Pendekatan yang digunakan dalam penelitian adalah pendekatan kualitatif sedangkan jenis penelitiannya adalah deskriptif. Untuk analisis data yang digunakan dalam penelitian ini adalah analisis data model interaktif (Miles dan Huberman, 1992:21-25).

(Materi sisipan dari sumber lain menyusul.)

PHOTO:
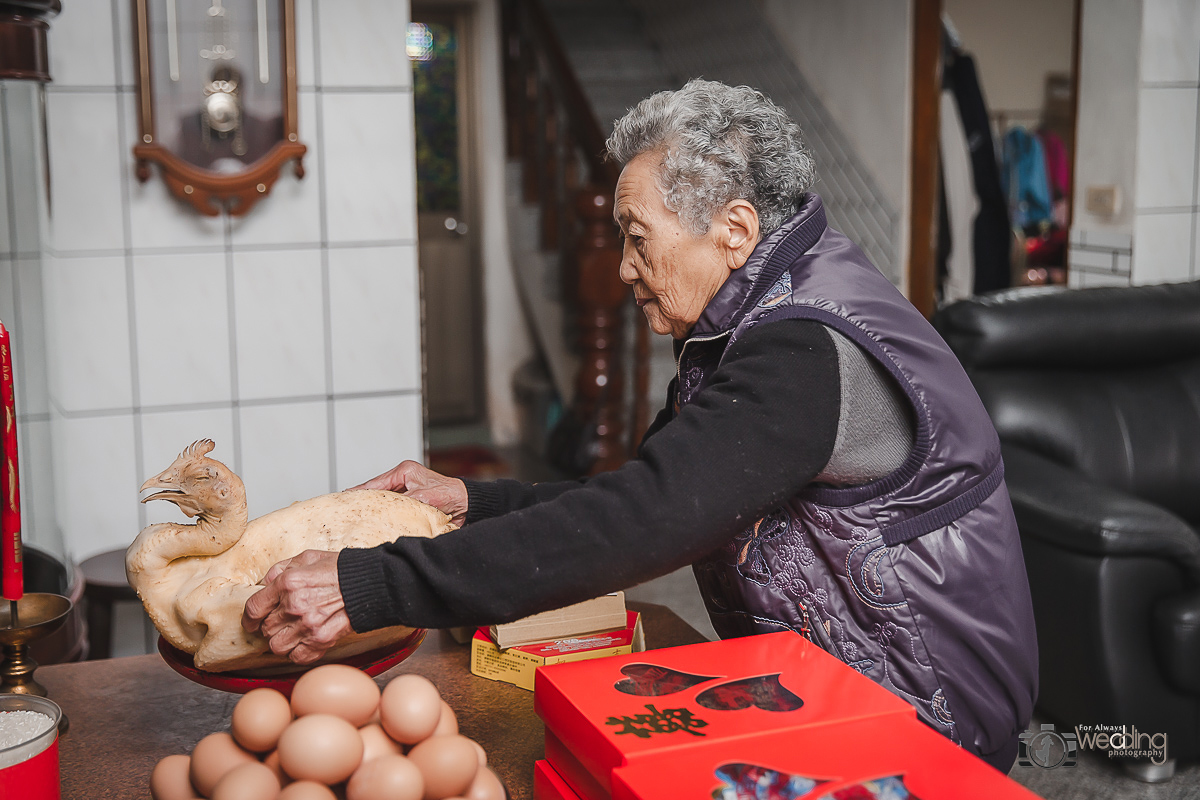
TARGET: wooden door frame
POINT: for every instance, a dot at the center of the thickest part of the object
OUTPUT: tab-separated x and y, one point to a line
927	97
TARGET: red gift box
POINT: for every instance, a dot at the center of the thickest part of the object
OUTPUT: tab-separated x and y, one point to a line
605	714
549	785
891	758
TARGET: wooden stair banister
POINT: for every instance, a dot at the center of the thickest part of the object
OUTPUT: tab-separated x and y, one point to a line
550	122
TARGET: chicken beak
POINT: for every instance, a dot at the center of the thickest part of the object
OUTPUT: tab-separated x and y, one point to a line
169	489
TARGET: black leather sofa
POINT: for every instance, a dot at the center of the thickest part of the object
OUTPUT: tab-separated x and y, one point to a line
1096	395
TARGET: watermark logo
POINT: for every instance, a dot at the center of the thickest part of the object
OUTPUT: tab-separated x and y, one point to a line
1123	741
1048	749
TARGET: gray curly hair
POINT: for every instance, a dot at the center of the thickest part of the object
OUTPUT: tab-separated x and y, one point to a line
719	143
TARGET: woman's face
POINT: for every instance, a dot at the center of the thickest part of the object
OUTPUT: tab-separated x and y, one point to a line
673	272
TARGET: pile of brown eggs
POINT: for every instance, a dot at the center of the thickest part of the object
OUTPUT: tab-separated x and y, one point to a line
339	738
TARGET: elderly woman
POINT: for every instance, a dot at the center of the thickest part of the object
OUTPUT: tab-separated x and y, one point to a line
822	462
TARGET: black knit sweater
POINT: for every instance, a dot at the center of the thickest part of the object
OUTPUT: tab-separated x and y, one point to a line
759	433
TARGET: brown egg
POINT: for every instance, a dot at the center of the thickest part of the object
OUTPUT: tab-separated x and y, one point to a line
213	757
321	747
376	743
339	690
448	764
273	762
409	709
259	717
307	791
448	723
485	787
388	777
169	781
250	781
480	752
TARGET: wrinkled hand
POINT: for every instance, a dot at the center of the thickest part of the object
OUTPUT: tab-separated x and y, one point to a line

Hasil penelitian ini menunjukkan bahwa untuk mewujudkan Malang sebagai Kota Pendidikan, pemerintah Kota Malang mencanangkan beberapa kebijakan yang tertuang di dalam rencana strategi (Renstra) Kota Malang tahun 2009-2013. Untuk mengimplementasikan kebijakan tersebut, pemerintah Kota Malang membagi menjadi 3 (tiga) tahap pengimplementasian, yaitu: (1) jangka pendek; (2) jangka menengah; dan (3) jangka panjang. Sementara ini, kebijakan-kebijakan yang diprioritas pengimplementasiannya dan sudah terimplementasikan atau terlaksana sesuai dengan prosedur yang ada, yaitu yang jangka pendek. Hal ini, dikarenakan terkait dengan anggaran yang ada dan adanya tuntutan
masyarakat untuk memperoleh fasilitas pendidikan yang baik dan berkualitas. Kebijakan yang dimaksud, yaitu: (1) Kebijakan politik pemerintah daerah yang konsisten berkelanjutan dan berorientasi pada peningkatan kualitas pendidikan; bentuk kegiatannya, yaitu: (a) Pembinaan kelembagaan dan manajemen sekolah dengan penerapan Manajemen Berbasis Sekolah (MBS) pada pendidikan dasar dan menengah; (b) Peningkatan manajemen pelayanan pendidikan; (c) Monitoring dan evaluasi program pendidikan; (d) Penerapan sistem dan informasi manajemen pendidikan; (e) Pembinaan komite sekolah. (2) Peningkatan sarana dan prasarana pendidikan; bentuk kegiatannya, yaitu: (a) Rehap sedang atau berat bangunan sekolah; (b) Penambahan ruang kelas sekolah; (c) Pengadaan buku perpustakaan; (d) Pengadaan komputer; (e) Pengadaan alat praktek dan peraga. (3) Terpenuhinya kuantitas dan kualitas tenaga pendidikan; bentuk kegiatannya, yaitu: (a) Pelatihan Teknologi Informatika; (b) Penyetaraan guru; (c) Penyediaan dana kelebihan jam mengajar bagi PNS; (d) Tambahan dana kesejahteraan Guru Tidak Tetap (GTT). (4) Membuka akses bagi seluruh lapisan masyarakat untuk masuk di semua jenjang pendidikan; bentuk kegiatannya, yaitu: (a) Pemberian bantuan operasional pendidikan non formal; (b) Pembinaan lembaga kursus; (c) Pengadaan pakaian seragam; (d) Bantuan atau subsidi biaya ujian sekolah; (e) Peningkatan mutu pendidikan bagi Pendidikan Anak Usia Dini (PAUD). Sementara itu, faktor-faktor yang berpengaruh terhadap implementasi kebijakan tersebut, terdiri dari: (1) Faktor pendukung, meliputi: (a) Politik; (b) Organisasi dan manajemen yang baik; (c) Sarana dan prasarana; (d) Partisipasi masyarakat; (e) Anggaran pendidikan; serta (f) Sosial budaya. (2) Faktor penghambat, yaitu: faktor teknis dan non teknis. Sedangkan dampak dari implementasi kebijakan tersebut, yaitu: (1) Meningkatnya efektifitas dan efisiensi pengelolaan pendidikan; (2) Meningkatnya kualitas sarana dan prasarana pendidikan; (3) Meningkatnya mutu tenaga pendidik dan tenaga kependidikan; (4) Terwujudnya pemerataan akses pendidikan bagi seluruh lapisan masyarakat dengan baik dan memadai.
Berdasarkan hasil penelitian ini, dapat disarankan sebagai berikut: (1) Pemerintah Kota Malang dalam hal ini Dinas Pendidikan Kota Malang harus berupaya terus untuk meningkatkan beasiswa pendidikan bagi anak kurang mampu, terutama bagi anak-anak jalanan yang ingin melanjutkan sekolah; (2) Perlunya memperbesar alokasi dana APBD untuk dunia pendidikan, khususnya bagi warga Kota Malang yang kurang mampu secara ekonomi.